Standard height for garage doors is typically 7 feet. This works fine for most cars, but if you’ve got a rack on top of your vehicle that might not be enough head room. Some trucks have racks that will not fit under a standard garage door. Lots of recreational vehicles won’t fit. Raise the height to 8 or 9 feet and chances are that you’ll never need to worry about it. The height should be planned before framing to allow for the extra headroom, but depending on the design of your garage, it might be possible to gain an extra 12 inches in height with a little remodeling. There are options for shorter doors as well. Some manufacturers make doors as short as 6 feet tall for golf carts or other smaller vehicles such as four-wheeler recreational machines. One other option involves aesthetics. If the door has an arch at the top, provisions need to be made to accommodate it depending on the degree.

Standard Width Doors

Standard, single car garage door widths start at 8 feet for single car garages, and move up in 12-inch increments to 10 feet wide. Double car garage doors typically start at 12 feet wide, and move up in 24-inch increments to 18 feet wide. Doors that are 20 feet wide or bigger are available, but might need to be ordered ahead of time. If you’re not sure what door you need for the opening, measure the width and height, and the manufacturer will make sure to provide the right door. If the door is an odd size, it might be beneficial to alter or change the framing on the garage instead of ordering a custom door, which can be expensive.

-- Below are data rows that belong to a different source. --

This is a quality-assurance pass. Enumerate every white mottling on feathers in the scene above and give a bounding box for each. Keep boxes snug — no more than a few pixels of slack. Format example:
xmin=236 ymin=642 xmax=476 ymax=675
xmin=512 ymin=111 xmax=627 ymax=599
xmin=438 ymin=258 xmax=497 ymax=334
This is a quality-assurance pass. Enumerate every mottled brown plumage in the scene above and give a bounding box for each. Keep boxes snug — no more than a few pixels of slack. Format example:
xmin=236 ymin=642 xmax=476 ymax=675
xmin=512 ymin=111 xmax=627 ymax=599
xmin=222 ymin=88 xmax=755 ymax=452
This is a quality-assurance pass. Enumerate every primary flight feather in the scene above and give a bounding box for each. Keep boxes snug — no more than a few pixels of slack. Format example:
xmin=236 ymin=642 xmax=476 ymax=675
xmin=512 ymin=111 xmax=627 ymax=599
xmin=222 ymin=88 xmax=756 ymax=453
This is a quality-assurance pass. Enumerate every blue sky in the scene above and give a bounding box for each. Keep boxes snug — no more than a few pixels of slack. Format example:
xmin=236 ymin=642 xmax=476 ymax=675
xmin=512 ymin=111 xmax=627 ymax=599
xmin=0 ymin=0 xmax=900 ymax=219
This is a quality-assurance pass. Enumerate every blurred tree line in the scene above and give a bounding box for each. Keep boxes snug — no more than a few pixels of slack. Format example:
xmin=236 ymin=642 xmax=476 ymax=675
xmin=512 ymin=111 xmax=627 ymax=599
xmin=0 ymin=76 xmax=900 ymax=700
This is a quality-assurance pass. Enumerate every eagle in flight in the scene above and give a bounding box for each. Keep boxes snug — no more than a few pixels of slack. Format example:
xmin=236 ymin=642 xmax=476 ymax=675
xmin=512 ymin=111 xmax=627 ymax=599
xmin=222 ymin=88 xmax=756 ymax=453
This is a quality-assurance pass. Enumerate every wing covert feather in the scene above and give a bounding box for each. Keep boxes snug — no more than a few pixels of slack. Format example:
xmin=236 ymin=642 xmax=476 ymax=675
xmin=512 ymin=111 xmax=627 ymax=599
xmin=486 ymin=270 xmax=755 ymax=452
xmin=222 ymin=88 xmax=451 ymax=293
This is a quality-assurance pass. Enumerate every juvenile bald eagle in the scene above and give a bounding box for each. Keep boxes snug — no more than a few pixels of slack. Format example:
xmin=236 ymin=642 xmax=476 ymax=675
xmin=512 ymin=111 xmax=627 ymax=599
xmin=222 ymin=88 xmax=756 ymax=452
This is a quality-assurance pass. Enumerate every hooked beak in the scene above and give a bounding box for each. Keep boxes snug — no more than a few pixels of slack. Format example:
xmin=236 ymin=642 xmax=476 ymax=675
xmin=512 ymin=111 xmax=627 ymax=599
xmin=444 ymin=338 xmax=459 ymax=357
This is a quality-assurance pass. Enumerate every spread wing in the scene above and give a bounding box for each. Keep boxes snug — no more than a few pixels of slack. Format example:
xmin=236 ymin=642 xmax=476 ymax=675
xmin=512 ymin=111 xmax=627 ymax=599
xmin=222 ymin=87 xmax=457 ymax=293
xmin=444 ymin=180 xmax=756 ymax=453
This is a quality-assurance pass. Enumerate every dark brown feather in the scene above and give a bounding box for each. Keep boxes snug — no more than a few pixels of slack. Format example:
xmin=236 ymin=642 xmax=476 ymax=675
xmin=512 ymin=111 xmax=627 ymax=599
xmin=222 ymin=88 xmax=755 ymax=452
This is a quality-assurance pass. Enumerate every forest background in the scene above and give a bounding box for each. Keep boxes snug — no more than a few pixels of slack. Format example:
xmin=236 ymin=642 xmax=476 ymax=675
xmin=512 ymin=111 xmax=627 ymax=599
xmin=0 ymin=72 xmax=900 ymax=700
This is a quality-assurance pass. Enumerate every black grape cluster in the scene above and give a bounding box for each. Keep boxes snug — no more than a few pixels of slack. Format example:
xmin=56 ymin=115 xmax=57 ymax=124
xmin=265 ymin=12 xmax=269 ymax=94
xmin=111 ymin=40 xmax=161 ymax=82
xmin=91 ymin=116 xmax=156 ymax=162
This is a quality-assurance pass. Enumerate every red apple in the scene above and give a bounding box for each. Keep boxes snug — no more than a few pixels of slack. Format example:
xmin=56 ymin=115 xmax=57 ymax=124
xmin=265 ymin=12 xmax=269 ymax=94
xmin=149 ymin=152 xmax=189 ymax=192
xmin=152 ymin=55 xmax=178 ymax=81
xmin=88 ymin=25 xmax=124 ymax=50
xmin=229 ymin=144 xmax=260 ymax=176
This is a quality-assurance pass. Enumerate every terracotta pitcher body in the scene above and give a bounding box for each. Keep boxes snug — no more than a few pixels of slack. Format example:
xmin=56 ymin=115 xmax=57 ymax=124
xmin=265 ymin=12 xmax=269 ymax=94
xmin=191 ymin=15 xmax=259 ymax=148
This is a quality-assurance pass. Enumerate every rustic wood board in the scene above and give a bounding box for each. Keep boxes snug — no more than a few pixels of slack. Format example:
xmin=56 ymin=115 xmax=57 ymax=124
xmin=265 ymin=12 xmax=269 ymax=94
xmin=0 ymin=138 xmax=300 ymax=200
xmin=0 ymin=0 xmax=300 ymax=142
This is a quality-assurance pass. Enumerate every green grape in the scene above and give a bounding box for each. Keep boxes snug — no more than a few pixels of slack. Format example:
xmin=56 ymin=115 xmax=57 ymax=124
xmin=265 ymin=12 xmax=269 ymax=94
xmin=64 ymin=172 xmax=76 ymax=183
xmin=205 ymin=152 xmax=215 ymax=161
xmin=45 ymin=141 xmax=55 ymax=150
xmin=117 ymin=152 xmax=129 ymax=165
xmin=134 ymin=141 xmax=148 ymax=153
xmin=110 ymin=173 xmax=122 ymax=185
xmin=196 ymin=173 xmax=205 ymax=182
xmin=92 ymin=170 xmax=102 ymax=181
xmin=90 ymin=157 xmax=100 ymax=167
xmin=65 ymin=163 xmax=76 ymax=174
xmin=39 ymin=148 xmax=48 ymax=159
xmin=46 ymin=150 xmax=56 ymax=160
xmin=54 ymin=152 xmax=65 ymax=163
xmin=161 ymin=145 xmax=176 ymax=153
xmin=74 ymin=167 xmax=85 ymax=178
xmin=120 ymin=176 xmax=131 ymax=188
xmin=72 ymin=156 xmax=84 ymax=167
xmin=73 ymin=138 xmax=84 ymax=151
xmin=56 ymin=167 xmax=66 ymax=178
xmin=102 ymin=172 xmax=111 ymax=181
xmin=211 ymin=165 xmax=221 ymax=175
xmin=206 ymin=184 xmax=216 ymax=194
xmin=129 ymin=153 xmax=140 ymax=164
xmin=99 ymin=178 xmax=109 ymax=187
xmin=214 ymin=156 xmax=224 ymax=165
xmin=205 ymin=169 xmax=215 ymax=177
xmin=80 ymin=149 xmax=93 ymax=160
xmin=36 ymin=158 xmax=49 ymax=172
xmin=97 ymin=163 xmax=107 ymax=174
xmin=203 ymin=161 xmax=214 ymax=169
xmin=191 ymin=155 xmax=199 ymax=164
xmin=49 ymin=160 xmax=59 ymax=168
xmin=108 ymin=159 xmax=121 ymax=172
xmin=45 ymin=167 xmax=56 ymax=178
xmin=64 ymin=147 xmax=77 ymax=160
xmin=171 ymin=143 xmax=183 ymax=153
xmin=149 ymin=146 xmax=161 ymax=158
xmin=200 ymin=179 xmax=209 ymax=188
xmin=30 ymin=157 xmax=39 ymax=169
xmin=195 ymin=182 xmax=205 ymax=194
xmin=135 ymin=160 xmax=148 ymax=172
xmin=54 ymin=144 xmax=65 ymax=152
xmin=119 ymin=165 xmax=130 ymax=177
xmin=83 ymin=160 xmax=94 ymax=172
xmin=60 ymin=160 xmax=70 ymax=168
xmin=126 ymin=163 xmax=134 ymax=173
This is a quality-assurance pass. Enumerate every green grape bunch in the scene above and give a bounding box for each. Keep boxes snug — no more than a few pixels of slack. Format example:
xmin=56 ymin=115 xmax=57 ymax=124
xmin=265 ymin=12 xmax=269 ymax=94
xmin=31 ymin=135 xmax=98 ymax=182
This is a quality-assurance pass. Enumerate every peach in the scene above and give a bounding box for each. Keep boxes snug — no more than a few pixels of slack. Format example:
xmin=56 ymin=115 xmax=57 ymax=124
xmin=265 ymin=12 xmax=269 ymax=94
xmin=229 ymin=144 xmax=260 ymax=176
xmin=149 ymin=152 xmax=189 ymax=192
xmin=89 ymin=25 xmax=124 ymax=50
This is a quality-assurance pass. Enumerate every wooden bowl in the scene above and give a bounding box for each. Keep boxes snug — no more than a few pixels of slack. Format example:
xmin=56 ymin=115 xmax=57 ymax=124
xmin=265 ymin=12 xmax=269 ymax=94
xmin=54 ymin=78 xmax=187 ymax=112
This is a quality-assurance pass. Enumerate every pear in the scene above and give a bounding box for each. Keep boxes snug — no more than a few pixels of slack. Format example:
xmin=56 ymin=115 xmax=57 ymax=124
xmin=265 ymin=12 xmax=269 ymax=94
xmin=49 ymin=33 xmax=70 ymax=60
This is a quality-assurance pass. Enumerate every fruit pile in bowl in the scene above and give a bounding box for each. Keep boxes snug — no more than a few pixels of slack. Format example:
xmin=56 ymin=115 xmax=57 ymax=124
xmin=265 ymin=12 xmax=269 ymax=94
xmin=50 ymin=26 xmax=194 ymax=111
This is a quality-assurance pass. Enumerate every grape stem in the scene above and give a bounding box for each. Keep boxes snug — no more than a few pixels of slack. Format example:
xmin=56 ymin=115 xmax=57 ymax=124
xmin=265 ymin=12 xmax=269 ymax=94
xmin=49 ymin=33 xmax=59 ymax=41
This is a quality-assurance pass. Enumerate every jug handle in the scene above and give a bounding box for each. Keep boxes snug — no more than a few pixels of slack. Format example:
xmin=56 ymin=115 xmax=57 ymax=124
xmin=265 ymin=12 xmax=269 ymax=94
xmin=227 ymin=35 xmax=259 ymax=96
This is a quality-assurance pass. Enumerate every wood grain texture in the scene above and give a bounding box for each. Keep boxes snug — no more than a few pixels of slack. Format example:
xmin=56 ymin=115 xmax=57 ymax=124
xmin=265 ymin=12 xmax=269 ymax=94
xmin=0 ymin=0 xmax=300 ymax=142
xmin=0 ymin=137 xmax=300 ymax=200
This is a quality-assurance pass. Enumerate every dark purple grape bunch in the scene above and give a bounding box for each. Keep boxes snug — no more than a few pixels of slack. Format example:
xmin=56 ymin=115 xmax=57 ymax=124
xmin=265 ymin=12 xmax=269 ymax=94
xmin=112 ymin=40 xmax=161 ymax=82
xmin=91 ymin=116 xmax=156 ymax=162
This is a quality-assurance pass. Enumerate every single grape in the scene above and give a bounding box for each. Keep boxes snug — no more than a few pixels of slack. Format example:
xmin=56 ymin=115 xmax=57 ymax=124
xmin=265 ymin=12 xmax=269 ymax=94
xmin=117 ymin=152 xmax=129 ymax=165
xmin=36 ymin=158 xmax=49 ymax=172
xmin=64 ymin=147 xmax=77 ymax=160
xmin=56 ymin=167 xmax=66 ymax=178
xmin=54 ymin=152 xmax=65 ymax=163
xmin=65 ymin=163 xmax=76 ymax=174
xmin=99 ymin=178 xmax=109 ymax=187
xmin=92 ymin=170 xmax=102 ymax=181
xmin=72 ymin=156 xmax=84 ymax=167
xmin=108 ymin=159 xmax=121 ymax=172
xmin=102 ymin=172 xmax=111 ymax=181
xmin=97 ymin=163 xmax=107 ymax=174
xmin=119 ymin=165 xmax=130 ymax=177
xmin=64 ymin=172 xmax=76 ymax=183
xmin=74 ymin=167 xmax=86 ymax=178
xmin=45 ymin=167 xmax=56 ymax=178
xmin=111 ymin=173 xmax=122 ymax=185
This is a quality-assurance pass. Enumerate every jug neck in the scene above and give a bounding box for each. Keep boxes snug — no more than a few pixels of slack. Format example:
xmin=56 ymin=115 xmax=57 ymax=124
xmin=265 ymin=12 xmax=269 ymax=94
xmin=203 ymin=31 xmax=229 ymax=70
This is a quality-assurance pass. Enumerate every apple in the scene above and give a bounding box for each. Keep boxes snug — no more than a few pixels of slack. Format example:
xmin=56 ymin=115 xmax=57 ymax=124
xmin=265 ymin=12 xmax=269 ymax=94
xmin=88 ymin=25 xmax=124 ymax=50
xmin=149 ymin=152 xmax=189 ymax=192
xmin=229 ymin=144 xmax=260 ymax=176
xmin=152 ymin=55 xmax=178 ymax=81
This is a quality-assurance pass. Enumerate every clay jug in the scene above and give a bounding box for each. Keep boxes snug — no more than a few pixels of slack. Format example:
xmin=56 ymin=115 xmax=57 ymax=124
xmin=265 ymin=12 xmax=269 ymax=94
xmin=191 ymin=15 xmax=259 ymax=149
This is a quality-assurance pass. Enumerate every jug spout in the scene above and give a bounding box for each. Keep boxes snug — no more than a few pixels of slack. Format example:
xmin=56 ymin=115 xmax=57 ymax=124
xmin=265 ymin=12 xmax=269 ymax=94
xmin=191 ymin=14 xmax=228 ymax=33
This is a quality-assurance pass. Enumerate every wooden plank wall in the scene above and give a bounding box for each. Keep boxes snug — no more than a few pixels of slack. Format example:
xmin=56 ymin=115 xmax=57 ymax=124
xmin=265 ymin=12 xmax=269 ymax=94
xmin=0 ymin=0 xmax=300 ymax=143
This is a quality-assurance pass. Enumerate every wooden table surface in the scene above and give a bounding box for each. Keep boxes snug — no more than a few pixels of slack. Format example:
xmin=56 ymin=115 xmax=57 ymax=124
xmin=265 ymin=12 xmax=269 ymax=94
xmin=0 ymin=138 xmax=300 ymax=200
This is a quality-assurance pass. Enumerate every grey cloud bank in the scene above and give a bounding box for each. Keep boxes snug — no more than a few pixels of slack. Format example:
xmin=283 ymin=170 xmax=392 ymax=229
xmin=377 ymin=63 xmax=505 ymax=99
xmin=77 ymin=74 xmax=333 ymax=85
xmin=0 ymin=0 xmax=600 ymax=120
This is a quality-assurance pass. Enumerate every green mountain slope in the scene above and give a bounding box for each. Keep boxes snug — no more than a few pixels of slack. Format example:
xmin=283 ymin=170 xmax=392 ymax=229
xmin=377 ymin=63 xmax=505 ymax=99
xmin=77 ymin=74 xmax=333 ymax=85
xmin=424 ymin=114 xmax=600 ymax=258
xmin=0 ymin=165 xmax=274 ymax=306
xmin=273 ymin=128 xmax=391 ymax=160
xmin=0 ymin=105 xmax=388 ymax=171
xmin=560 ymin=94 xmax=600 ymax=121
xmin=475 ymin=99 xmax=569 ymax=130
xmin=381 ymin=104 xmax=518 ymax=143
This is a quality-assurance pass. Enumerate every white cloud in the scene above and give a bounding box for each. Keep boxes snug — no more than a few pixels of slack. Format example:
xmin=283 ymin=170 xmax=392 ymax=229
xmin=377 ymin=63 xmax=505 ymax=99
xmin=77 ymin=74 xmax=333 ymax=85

Thickness and Affordability

It might not seem relevant, but the thickness of the door can be vital. Steel garage door panels can be as thin as about 1/8 inch. This type of door has horizontal panels just like any other garage door, but the panels are stamped out of thin metal. This is the most economical of all the garage doors but offers almost no insulation. Insulated doors are a bit thicker, with a 1/4 or 1/2-inch-thick piece of foam insulation on the inside of the steel panels. The thickest and best insulated garage doors have two panels with 1 or 1 1/2-inch-thick foam between them. It’s always best to go with more insulation, but if your garage is not used for anything but storage, the most economical door might be the way to go.